I am more than willing to bet that people want hope though. The problem, of course, is not that individuals desire hope, but that they don’t the desire the God-ordained means by which it is intended to come, as we have already deduced above. In other words: people are all about receiving the hope of God, but few are willing to endure through the long seasons of trials which are guaranteed to come to those in Christ Jesus (Jn. 15:20; Acts 14:22; 2 Tim. 3:12). To put it in another sense, as a friend jokingly paraphrased the simple wisdom of Ronnie Coleman, “Everybody wants them big muscles, but nobody wants to lift them heavy weights.”

Part and parcel to our avoidance of suffering is that we confuse God’s blessing with living in a particularly affluent culture. We do not sense God’s blessing to us in and through adversity, even though the Scriptures speak routinely to this reality above and beyond that of a state of we construe to be a blessing. We also neglect to factor in the reality that God is pleased to have His people be a peculiar people—that in fact, He is pleased to bring us through the crucible, not only to refine us, but to cause us to reflect the image of Christ more clearly to an unbelieving world. It is little wonder to me why so many in the Western Evangelical world reject suffering when they attribute it directly to the hand of Satan, rather than God Himself, who ordains whatsoever comes to pass and it is His will that we would suffer.

If though, we are to be found as a people who testify of the hope within us, that is, the hope that is founded upon the love of God, we must suffer first. The question I ask is if we will endure it. The church has long lived in relative ease and prosperity in the West. We have enjoyed our time at the “cool kids” table—yet even though holding to biblically faithful views in this age is becoming swiftly less popular than in days past, we are not yet persecuted for these ideals. Many have also enjoyed the affluence of a prosperous culture, one where anyone with spare change is able to boast of being in the top 2% of the world’s wealth of all time. Likewise, we are free to practice our faith in the public square, without the prospect of the government imprisoning us for the free exercise of it. We have all of this available to us and more, which in my mind makes it all the harder for the Christian to embrace suffering as the means of the maturation of the soul. We are told to not be surprised when fiery trials come upon us—yet we still see it as a strange thing that is happening to us (1 Pt. 4:12). We neglect to remember that even Jesus learned obedience through suffering (Heb. 5:8). If the route of our Savior was made perfect through the school of suffering, how much greater must we, whose desires are not always in submission to the Father’s will, suffer so that our training in righteousness be made complete?

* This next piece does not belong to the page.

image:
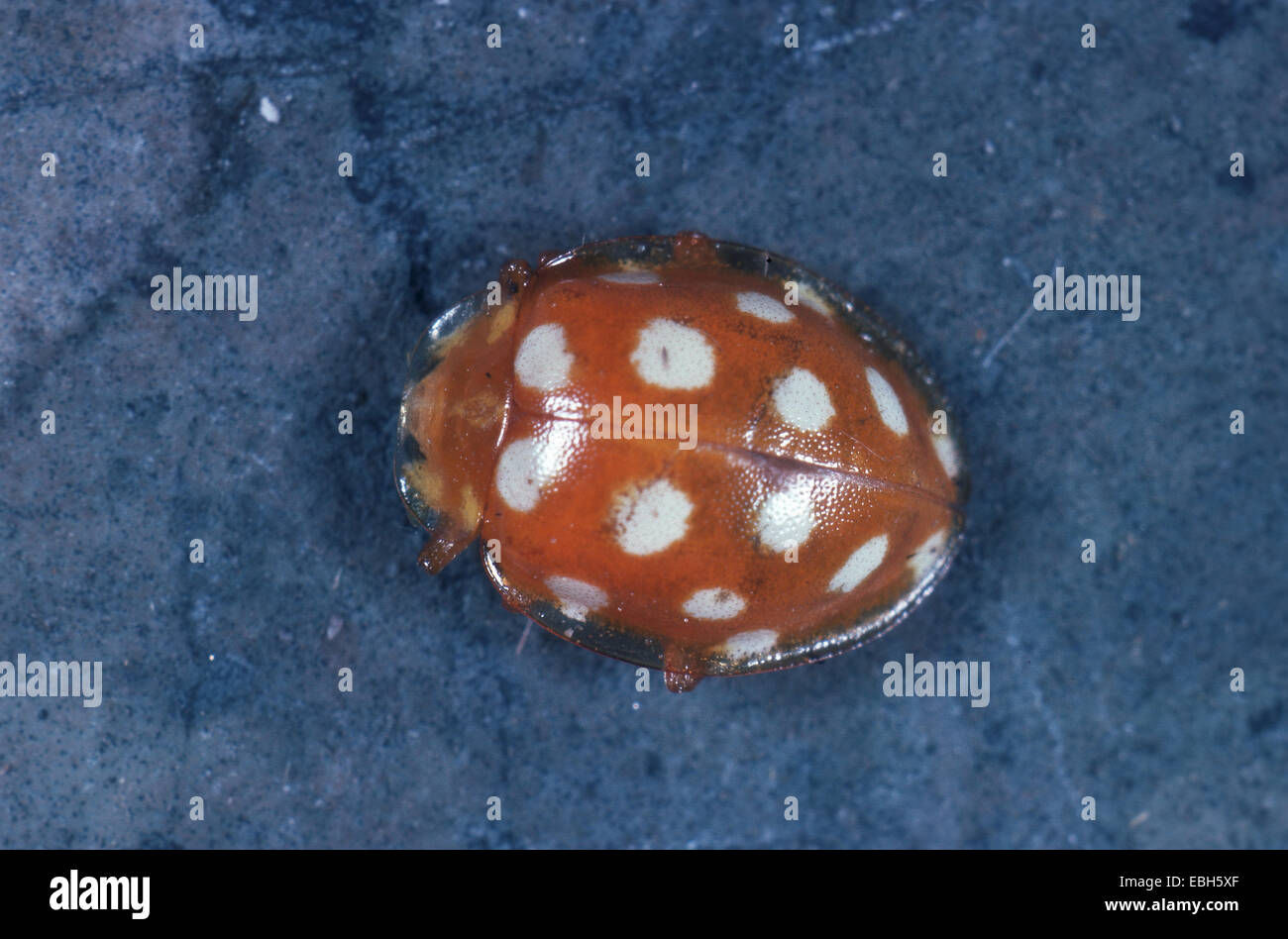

Interestingly enough, if we do embrace the tribulations that must come, we know the next step in the sequence of the Golden Chain of Suffering is endurance, and from endurance, a tested genuineness of our faith, which then leads to a hope that does not disappoint. As Paul revealed, that hope is placed squarely in the love of God displayed through Christ. The next logical question to ask then, is if our default reaction to suffering is to avoid it, what does that mean for the thing we have placed our hope in?